Résumé : Dans la ville de Goa, l’officier Rakesh Kadam est accusé à tort de corruption après avoir refusé des pots-de-vin ; incapable de lutter ou de supporter le déshonneur public, il se suicide. Sa femme, dévastée, accusé Jaikant Shikre, un criminel notoire mais intouchable à cause de ses contacts dans la police et la politique.
On retrouve alors Bajirao Singham, un officier de police dans un petit village de campagne ; il est fort, incorruptible, aimé de tout le village, et très attaché à l’application d’une justice équitable. Tout est tranquille pour lui, il vit même une histoire d’amour avec la belle et fougueuse Kavya. Mais il se retrouve bientôt confronté lui aussi à Jaikant Shikre ; refusant de se laisser corrompre, il humilie Shikre, qui décide d’oeuvrer pour le faire transférer à Goa, là où il pourra le briser mentalement.

Mon avis : 

Si la bande-annonce et l’affiche du film ne vous ont pas suffit, je vais mettre les choses au clair : c’est un nanard de la plus belle eau ^^ L’affiche nous présente un héros au torse musculeux et huilé, et dans la bande-annonce il met de véritables patates de forain, que demander de plus ? Et il y a tellement de choses à dire sur ce film ! Le héros est culte, les bagarres sont cultes, le méchant est culte !

L’histoire me pose quelques problèmes pour la qualifier, en fait le film mélange un peu les genres : on commence avec une ambiance assez sombre pour nous montrer le suicide de l’officier Kadam, puis on enchaîne sur une partie épique à la limite du nanardesque pour présenter Singham, après quoi on a droit à un étrange enchaînement de gags cartoonesques, et à vrai dire tellement en décalé avec le film et tellement appuyés que parfois c’est dur de trouver ça drôle. Du coup c’est assez bizarre, parce qu’on rit sur des passages qui sont probablement tournés pour être dramatiques ou impressionnants, et on trouve complètement ridicules les passages censés être drôles ^^’ Et bien sur, les inévitables chorégraphies de Bollywood, sinon ce n’est pas vraiment un Bollywood ; et je tiens à préciser que je pense qu’ils ont explosé leur budget électricité durant la deuxième chanson, comprendront ceux qui regarderont.
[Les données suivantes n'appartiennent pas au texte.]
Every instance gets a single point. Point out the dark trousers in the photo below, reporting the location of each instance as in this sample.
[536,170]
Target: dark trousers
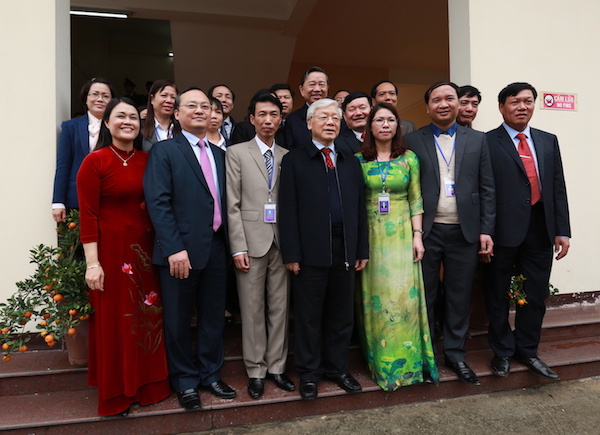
[533,259]
[445,244]
[204,289]
[323,316]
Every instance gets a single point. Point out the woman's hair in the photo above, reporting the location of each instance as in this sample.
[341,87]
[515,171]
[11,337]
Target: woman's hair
[104,137]
[85,89]
[368,149]
[148,127]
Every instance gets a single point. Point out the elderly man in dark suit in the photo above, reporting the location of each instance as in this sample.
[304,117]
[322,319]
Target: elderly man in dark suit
[323,230]
[532,220]
[184,185]
[458,197]
[314,85]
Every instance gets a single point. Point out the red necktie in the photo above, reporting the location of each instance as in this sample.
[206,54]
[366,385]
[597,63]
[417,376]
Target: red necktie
[328,161]
[529,164]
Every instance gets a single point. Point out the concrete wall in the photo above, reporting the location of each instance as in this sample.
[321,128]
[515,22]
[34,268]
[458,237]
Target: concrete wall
[550,44]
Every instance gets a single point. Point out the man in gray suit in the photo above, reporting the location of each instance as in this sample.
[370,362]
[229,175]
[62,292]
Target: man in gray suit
[252,189]
[459,201]
[387,92]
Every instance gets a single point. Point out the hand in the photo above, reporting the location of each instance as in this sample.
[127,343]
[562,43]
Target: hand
[179,265]
[360,264]
[242,262]
[486,245]
[59,214]
[95,278]
[293,267]
[561,246]
[418,248]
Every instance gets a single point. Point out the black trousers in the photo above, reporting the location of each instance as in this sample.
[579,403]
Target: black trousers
[323,316]
[204,289]
[445,244]
[533,259]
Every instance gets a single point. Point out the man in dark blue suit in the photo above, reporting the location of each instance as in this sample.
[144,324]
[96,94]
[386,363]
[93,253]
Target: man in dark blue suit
[314,85]
[184,186]
[532,220]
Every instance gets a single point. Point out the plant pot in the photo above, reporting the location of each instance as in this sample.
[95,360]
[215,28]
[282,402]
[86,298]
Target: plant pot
[77,345]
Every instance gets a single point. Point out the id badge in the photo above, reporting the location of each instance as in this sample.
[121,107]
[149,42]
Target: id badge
[384,203]
[270,213]
[449,187]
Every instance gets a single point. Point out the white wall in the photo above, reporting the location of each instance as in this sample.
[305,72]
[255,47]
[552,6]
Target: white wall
[36,76]
[551,44]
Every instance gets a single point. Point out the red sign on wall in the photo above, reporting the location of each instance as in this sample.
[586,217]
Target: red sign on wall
[559,101]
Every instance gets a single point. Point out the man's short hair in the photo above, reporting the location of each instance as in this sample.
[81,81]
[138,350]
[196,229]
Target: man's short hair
[265,97]
[311,70]
[280,86]
[437,85]
[212,88]
[353,96]
[469,92]
[376,85]
[319,104]
[513,89]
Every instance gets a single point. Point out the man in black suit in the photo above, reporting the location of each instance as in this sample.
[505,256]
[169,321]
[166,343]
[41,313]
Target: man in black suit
[356,108]
[314,85]
[532,219]
[184,185]
[458,197]
[226,96]
[324,240]
[387,92]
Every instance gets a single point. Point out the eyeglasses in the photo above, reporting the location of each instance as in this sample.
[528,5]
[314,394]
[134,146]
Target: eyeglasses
[325,118]
[381,121]
[96,95]
[193,106]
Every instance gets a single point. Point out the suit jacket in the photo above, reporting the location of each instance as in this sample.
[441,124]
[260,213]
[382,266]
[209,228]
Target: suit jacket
[247,192]
[513,193]
[407,126]
[73,146]
[475,198]
[348,140]
[304,225]
[179,201]
[296,132]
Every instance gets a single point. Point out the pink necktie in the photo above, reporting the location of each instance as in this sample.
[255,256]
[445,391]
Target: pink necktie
[208,175]
[529,164]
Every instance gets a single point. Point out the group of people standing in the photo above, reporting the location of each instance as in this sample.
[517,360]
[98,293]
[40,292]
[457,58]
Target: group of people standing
[335,201]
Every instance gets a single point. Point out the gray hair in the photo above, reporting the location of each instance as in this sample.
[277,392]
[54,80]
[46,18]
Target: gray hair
[319,104]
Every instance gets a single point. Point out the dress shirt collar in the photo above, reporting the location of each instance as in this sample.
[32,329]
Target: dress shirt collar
[437,131]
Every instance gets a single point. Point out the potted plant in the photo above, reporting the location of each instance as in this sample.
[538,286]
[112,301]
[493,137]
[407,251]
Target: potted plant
[54,299]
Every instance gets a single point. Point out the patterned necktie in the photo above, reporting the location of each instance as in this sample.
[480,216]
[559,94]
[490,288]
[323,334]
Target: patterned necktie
[268,156]
[529,164]
[208,175]
[328,161]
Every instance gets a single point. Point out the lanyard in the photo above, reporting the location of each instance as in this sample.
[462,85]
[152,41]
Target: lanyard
[382,175]
[448,162]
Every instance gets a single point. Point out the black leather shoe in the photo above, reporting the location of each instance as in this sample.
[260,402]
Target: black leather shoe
[308,390]
[346,382]
[221,389]
[464,372]
[539,367]
[189,399]
[283,382]
[256,387]
[500,366]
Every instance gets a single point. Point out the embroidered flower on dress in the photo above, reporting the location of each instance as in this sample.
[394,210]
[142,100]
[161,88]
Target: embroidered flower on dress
[151,298]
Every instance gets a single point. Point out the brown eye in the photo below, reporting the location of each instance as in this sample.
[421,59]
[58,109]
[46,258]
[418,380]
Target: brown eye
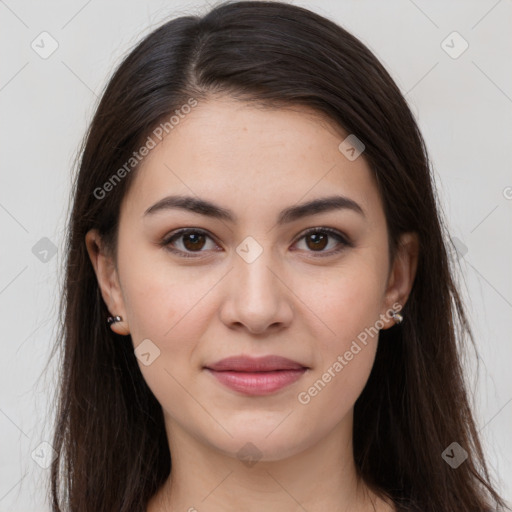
[187,241]
[193,241]
[318,239]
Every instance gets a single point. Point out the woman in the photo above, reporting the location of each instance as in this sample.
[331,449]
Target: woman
[259,311]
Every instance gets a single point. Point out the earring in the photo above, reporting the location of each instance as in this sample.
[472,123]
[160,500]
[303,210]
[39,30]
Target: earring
[113,319]
[397,317]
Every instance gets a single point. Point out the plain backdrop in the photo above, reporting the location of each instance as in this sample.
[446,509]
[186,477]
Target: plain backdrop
[461,97]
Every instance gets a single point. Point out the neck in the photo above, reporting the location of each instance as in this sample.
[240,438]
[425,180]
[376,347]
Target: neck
[322,477]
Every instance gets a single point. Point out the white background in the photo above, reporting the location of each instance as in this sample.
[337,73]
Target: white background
[464,109]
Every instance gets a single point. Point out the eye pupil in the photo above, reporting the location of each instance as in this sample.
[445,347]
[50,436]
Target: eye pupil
[195,238]
[319,240]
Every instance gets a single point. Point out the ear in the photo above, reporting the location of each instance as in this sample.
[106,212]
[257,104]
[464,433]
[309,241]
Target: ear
[402,276]
[108,280]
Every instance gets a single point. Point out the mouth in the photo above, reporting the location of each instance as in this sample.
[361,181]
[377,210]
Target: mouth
[256,376]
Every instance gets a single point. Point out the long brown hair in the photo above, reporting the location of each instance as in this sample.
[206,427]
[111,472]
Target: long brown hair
[110,437]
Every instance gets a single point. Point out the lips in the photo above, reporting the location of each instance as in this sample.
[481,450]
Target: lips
[256,376]
[252,364]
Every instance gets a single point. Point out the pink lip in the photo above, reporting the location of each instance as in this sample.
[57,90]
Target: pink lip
[256,376]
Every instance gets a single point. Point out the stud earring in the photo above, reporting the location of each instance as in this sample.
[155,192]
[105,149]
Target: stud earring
[113,319]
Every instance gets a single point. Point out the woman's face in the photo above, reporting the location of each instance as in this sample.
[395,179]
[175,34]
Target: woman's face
[247,280]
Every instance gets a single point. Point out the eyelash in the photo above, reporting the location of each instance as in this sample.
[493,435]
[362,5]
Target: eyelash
[319,254]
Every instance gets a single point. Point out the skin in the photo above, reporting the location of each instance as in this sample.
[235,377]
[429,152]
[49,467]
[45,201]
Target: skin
[289,301]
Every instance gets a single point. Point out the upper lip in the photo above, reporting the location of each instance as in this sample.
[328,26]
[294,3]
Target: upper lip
[243,363]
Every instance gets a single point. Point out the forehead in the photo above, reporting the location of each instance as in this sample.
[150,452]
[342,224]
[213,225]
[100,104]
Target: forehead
[239,154]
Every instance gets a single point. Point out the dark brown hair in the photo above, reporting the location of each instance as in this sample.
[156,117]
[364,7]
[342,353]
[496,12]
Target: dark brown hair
[110,438]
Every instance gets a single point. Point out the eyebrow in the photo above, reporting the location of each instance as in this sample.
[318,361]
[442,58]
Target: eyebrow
[290,214]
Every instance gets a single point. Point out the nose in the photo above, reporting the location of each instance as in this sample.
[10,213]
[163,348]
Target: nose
[256,296]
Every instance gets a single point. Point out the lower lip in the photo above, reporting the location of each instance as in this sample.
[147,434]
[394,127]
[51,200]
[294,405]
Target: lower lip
[258,383]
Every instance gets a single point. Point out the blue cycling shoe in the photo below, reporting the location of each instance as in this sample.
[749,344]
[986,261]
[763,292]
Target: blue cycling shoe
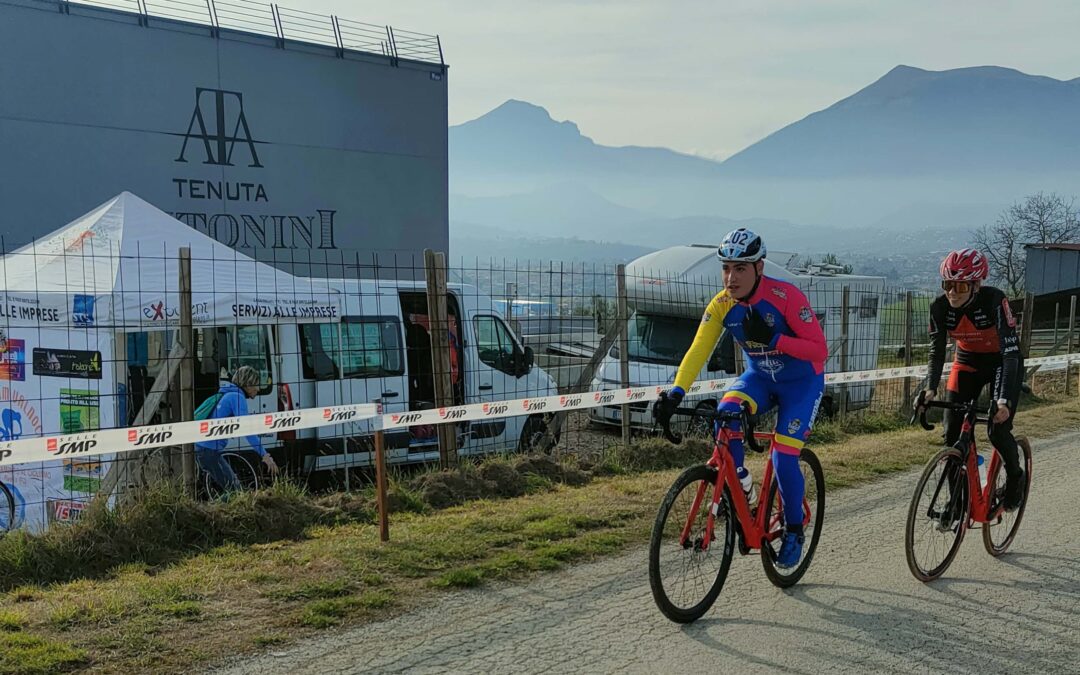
[791,550]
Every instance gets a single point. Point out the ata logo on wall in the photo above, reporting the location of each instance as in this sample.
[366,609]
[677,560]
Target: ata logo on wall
[225,110]
[240,212]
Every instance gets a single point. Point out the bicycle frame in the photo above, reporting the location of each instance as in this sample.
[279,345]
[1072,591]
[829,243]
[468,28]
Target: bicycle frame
[979,496]
[756,531]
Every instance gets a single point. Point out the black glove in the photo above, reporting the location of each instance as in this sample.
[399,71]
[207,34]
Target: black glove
[757,333]
[664,407]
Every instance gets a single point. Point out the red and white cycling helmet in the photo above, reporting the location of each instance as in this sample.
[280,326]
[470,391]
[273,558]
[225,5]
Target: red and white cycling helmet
[964,265]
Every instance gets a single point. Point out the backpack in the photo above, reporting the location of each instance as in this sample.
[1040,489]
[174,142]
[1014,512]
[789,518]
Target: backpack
[207,406]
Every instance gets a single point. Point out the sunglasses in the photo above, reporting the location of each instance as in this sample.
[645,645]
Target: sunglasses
[959,286]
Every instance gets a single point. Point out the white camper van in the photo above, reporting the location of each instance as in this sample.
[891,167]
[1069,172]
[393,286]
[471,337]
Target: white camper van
[666,293]
[379,352]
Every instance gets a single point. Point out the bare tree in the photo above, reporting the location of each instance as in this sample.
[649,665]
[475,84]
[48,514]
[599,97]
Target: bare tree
[1040,218]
Les effets spéciaux sont absolument fantastiques, dans le sens où ils ne visent pas forcément le réalisme, mais plutôt la badassitude absolue ! Le héros est déjà assez incroyable avec sa voix grave, son air bien viril, les espèces de baffes patriarcales qu’il met aux gens, et surtout son marcel mettant en valeur ses pectoraux musculeux et ses tétons saillants. En un mot, fantastique. Les effets spéciaux en rajoutent beaucoup, et c’est vraiment dur de ne pas rire à chaque bagarre quand on voit les gens rebondir comme des ballon de baudruche ; rajoutez à cela des musiques dramatiques qui démarrent en plein milieu d’un dialogue, pratiquement sans aucune raison, et des gros plans sur des visages figés, et c’est le tiercé gagnant du WTF ! En plus, à la fin du film on peut voir quelques scènes du tournage, et ils n’ont pas lésiné sur les moyens : ils n’hésitent pas à vraiment faire exploser des voitures, ou à les faire sauter sur des tremplins (RIP la suspension), c’est aussi impressionnant à voir que dans le film ! Conclusion, si c’est Hollywood qui a le plus de pognon, c’est Bollywood qui a les plus grosses balls.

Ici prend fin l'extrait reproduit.